Early the morning of June 17, 2020 Michael peacefully died. May his spirit expand onto the natural world that he worked so hard for and loved so much.
Serving as Round River Science Advisor and Board Member since 1991, we unabashedly utilized the science legend that was Michael. As we and others first worked to have such notions as conservation design, connectivity, and large-scale protection, be not just considerations but mandatory for the preservation of life, it was Michael who generously gave us a legitimate voice. More than any person of science, he has positively altered the work of all conservationists.

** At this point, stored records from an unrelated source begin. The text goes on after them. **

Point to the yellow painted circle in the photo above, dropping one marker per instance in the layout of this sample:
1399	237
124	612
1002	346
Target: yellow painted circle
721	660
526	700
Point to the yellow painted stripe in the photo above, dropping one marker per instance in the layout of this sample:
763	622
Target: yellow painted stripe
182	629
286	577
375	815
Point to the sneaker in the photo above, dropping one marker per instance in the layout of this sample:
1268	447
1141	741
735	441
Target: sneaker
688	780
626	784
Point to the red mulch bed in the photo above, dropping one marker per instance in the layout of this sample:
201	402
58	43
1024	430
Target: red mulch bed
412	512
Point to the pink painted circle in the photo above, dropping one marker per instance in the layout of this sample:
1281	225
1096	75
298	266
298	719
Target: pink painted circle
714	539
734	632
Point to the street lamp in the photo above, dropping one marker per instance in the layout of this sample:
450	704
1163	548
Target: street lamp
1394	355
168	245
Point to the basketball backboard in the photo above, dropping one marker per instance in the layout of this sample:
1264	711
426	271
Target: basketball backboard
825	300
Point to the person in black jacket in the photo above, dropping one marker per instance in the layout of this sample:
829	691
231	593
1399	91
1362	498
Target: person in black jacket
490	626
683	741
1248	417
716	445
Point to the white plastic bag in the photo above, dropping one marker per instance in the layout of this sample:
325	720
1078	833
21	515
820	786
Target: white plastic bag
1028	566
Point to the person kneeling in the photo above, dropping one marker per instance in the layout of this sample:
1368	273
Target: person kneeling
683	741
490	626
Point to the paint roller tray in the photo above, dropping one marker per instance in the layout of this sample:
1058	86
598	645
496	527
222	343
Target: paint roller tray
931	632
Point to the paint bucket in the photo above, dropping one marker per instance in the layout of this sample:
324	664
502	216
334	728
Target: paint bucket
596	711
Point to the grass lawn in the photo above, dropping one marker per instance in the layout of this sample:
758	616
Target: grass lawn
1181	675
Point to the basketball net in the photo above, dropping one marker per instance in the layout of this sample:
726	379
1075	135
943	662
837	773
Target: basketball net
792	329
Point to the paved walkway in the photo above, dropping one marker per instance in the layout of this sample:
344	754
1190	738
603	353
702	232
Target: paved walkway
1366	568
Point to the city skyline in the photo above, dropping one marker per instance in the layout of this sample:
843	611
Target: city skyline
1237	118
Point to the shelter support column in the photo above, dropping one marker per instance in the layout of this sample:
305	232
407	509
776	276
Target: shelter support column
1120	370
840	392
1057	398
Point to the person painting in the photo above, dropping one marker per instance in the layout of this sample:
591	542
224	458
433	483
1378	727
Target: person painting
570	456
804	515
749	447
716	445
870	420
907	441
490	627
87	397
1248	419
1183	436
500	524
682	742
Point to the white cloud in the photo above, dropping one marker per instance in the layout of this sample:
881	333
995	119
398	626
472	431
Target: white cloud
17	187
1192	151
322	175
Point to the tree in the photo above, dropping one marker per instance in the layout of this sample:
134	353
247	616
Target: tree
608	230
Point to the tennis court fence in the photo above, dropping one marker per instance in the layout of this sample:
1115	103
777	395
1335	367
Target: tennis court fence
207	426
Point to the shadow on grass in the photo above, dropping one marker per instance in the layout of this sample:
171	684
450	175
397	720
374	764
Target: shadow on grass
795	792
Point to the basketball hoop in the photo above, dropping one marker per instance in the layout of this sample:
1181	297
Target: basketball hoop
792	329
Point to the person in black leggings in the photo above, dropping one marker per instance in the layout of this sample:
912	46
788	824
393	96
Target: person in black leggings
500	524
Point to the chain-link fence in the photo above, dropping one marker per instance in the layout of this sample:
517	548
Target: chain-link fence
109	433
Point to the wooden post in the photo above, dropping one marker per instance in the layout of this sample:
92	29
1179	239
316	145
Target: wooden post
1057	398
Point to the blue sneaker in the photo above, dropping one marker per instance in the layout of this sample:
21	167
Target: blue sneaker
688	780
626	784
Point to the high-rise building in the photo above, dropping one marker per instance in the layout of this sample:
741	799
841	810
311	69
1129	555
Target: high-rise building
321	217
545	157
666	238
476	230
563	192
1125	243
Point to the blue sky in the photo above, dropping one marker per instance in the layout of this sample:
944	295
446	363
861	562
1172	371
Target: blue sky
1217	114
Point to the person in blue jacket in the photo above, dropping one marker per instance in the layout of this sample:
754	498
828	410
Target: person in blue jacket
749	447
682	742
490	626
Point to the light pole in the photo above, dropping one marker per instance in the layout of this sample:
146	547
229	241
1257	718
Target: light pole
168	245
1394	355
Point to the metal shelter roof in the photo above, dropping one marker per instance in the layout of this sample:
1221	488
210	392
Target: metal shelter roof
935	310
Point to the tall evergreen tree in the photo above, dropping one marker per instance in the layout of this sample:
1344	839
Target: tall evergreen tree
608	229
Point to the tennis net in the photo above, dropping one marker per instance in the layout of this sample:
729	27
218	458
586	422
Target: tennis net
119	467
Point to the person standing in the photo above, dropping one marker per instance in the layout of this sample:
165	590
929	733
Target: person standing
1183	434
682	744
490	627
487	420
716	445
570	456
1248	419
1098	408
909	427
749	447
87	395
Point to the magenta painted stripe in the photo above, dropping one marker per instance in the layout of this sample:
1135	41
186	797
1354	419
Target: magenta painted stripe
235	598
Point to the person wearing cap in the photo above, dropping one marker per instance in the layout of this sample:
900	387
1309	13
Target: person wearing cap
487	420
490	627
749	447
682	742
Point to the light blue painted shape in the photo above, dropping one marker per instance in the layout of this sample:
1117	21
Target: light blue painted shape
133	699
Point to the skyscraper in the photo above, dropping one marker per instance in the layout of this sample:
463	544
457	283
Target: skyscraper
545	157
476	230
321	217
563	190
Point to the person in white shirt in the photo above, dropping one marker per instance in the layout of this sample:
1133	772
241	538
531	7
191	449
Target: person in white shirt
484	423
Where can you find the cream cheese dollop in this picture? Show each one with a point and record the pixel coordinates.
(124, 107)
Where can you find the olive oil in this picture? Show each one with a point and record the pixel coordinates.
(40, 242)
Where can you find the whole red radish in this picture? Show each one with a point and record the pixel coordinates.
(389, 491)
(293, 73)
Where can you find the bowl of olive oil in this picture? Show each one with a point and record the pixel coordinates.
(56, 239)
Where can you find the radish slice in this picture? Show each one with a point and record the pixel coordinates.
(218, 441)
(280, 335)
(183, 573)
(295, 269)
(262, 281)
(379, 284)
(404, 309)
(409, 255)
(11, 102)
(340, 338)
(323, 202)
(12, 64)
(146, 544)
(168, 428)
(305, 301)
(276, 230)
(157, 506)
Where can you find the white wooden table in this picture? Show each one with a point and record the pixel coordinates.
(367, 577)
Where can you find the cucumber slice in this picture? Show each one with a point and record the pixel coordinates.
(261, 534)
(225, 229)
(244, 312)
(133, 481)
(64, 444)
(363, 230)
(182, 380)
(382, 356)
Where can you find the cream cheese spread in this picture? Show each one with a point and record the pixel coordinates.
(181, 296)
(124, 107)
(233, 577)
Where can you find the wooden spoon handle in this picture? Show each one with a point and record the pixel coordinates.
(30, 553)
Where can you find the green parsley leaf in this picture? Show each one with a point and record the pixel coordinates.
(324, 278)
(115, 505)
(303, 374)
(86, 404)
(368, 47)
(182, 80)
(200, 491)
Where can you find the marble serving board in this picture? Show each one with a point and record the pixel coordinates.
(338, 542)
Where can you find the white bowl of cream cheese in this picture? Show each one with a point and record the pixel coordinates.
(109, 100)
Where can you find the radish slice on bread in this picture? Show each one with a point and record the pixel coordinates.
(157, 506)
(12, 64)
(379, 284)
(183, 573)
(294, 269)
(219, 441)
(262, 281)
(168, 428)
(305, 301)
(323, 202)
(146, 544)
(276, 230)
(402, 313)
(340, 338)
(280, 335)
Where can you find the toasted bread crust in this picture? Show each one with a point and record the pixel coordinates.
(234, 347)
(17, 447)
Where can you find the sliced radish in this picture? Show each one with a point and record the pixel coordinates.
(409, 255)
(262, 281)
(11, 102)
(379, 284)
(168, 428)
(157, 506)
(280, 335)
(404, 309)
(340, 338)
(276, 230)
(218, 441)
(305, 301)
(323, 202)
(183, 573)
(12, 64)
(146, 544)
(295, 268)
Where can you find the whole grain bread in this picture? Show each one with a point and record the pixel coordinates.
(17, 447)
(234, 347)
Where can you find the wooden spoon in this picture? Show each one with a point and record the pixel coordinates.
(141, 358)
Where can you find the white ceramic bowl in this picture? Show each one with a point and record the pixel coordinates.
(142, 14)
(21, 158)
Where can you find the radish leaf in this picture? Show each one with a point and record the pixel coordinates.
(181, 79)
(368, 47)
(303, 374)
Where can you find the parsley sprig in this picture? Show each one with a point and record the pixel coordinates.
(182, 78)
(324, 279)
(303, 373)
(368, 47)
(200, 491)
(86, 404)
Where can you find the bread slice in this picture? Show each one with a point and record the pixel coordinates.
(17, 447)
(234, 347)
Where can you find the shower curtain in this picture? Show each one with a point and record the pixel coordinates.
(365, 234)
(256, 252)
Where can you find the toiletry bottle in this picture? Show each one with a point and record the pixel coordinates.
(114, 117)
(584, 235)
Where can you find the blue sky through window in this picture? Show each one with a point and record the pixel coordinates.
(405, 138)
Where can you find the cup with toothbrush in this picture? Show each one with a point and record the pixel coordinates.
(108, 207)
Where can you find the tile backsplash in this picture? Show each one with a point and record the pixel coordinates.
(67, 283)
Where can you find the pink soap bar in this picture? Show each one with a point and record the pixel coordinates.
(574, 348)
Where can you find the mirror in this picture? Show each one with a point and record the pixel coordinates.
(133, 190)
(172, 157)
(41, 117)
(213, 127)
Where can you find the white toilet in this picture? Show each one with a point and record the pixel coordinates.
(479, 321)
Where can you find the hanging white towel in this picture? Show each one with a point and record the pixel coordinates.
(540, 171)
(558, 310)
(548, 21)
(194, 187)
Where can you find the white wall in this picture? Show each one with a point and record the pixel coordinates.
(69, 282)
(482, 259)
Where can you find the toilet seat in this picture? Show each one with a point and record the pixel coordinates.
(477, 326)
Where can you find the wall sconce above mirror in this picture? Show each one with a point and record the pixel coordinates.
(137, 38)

Sitting leaning up against a slick rock wall in the Hoanib River in the Kunene Region of Namibia, after some rather close encounters with Desert Elephants, Michael shared one of his biggest goals in life, that being brought to tears every day rather by pure joy or out of compassionate sadness. On another occasion in the Lockhart-Gordon estuary on the coast of British Columbia, after some rather close encounters with grizzly bears, Michael explained how he had come to dislike his published notion of minimum-viable-populations. He regretted the usage of minimums, as everything in nature should be about achieving maximums, not minimums. These sentiments embodied Michael seamlessly blending the Zen Buddhist with the scientist.
Michael, I hope we have made you proud as we pledge to continue your work. We love you.
Biography
A Zen Buddhist and “Professor Emeritus of Environmental Studies, University of California, Santa Cruz, Michael was born, raised, and educated in California. After spending much of his youth in the canyons, deserts, and intertidal of San Diego and Baja California, and after graduating from San Diego State, he went to Stanford to study population biology and evolution under Paul Ehrlich.
Upon receiving his Ph.D. at Stanford, Michael went to Africa to help found the first university in Malawi. He has also taught in Samoa, the Universities of California at both San Diego and Santa Cruz, and the University of Michigan. He also did field work on insects, lizards, birds, and mammals in Africa, Mexico, the Adriatic, the West Indies, and in California and Colorado.
Michael was a founder of the Society for Conservation Biology and The Wildlands Project and was the president of both. He wrote and edited 9 books on biology, conservation biology, and the social and policy context of conservation. He published more than 170 articles on population and evolutionary biology, fluctuating asymmetry, population genetics, island biogeography, environmental studies, biodiversity policy, nature conservation, and ethics. He was a Fellow of both the American Association for the Advancement of Science and the American Academy of Arts and Sciences, received a Guggenheim Fellowship, was the sixth recipient of the Archie Carr Medal, was named by Audubon Magazine in 1998 as one of the 100 Champions of Conservation of the 20th Century, a recipient of the National Wildlife Federation’s National Conservation Achievement Award for science, the Conservation Medal for 2007 from the Zoological Society of San Diego and the first recipient of Round River’s Aldo Award.
Michael also served on the boards of several other conservation organizations, including the Wildlands Network, and consulted internationally on nature protection. He was also co-chair of the Science Council for Australia’s WildCountry Project.